In a recent decision, a US Department of Health and Human Services (HHS) Administrative Law Judge (ALJ) agreed with the HHS Office of Civil Rights (OCR) that Lincare, Inc. d/b/a United Medical had violated HIPAA. The ALJ also sustained OCR’s imposition of a civil money penalty (CMP) of $239,800 on Lincare. As noted by OCR in its press release, this case represents only the second time in its history that OCR has sought CMPs for HIPAA violations, and on both occasions the CMPs have been upheld upon judicial review.
Lincare is a provider of respiratory care, infusion therapy, and medical equipment to in-home patients, with more than 850 branch locations in 48 states. The OCR investigation that eventually led to the imposition of the CMPs began when OCR received a complaint in December 2008 alleging that a Lincare employee working at the Lincare center in Wynne, Arkansas, had left the protected health information (PHI) of 278 Lincare patients in her former home when she moved residences. Based on its investigation, OCR determined that Lincare’s policies and procedures for safeguarding PHI in place from February 1, 2008, to at least July 29, 2009, did not provide adequate safeguards for patient information.
Specifically, OCR found that Lincare did not have any policies, procedures, or instructions for safeguarding PHI taken off the premises of an operating center by an employee. At the same time, Lincare’s policy was to permit employees to take PHI off the premises of the Wynne operating center on a daily, routine basis because their employees delivered health care services in the homes of patients.
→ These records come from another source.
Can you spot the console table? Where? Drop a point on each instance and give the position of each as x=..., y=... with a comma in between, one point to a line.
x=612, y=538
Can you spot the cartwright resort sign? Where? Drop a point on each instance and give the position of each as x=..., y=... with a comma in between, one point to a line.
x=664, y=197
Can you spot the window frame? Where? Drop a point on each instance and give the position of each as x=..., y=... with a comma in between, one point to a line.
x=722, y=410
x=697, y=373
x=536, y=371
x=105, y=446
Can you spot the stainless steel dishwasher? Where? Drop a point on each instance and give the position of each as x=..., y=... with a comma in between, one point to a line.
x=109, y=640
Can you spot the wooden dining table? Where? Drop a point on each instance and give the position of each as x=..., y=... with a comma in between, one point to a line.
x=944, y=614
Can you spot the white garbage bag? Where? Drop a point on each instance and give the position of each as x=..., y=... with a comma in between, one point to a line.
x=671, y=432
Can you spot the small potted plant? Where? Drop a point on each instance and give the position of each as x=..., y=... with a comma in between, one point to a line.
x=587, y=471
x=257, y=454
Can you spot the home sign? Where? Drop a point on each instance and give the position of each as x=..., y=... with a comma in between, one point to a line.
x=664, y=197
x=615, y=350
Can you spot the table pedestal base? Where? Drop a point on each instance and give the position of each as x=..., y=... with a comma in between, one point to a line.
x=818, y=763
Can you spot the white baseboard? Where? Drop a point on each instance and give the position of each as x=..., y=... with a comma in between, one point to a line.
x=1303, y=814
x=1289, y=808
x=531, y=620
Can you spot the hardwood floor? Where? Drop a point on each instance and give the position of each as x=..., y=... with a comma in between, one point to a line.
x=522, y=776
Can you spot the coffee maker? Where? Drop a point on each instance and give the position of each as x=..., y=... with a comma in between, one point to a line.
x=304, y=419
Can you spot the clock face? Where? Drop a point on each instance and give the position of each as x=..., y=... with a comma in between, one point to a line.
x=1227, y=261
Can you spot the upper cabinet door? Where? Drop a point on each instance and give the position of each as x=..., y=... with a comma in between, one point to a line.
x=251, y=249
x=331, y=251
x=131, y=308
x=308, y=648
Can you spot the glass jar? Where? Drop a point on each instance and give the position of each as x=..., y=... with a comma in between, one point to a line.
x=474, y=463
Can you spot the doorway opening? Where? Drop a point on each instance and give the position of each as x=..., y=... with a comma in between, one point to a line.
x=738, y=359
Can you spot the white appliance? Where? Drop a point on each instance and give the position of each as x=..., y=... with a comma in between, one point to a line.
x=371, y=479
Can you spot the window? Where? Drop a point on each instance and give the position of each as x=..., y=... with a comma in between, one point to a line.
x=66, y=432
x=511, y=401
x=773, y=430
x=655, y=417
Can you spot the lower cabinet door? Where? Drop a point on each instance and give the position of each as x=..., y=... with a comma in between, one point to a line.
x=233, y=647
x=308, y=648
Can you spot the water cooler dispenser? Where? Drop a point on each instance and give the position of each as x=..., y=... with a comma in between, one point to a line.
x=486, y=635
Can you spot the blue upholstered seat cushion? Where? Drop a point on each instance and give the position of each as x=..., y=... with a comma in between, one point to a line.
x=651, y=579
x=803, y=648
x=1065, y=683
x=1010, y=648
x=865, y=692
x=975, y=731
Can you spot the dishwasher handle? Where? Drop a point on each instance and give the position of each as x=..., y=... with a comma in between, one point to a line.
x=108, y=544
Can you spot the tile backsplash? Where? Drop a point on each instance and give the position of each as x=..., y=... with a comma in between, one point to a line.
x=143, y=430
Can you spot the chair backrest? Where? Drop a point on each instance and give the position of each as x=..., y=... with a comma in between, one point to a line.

Moreover, the PHI removed from the premises was not tracked or recorded in any way. After OCR’s attempts to resolve Lincare’s failure to comply with the Privacy Rule by informal means were unsuccessful, OCR issued a notice of proposed determination in January 2014 imposing the CMP of $239,000, which was subsequently upheld by the ALJ.
OCR’s enforcement action in this case reinforces for providers the importance of safeguarding portable PHI, regardless of whether the PHI is maintained in paper or electronic form, and the need to revise their policies and procedures when they learn that existing policies and procedures have gaps or otherwise are not sufficient to prevent a breach from occurring. Health care providers, along with other covered entities and business associates, should carefully review their existing policies and procedures to ensure that they adequately safeguard PHI that can be removed from their premises. To the extent that this review identifies any potential gaps, providers promptly should take the necessary corrective action to eliminate these vulnerabilities.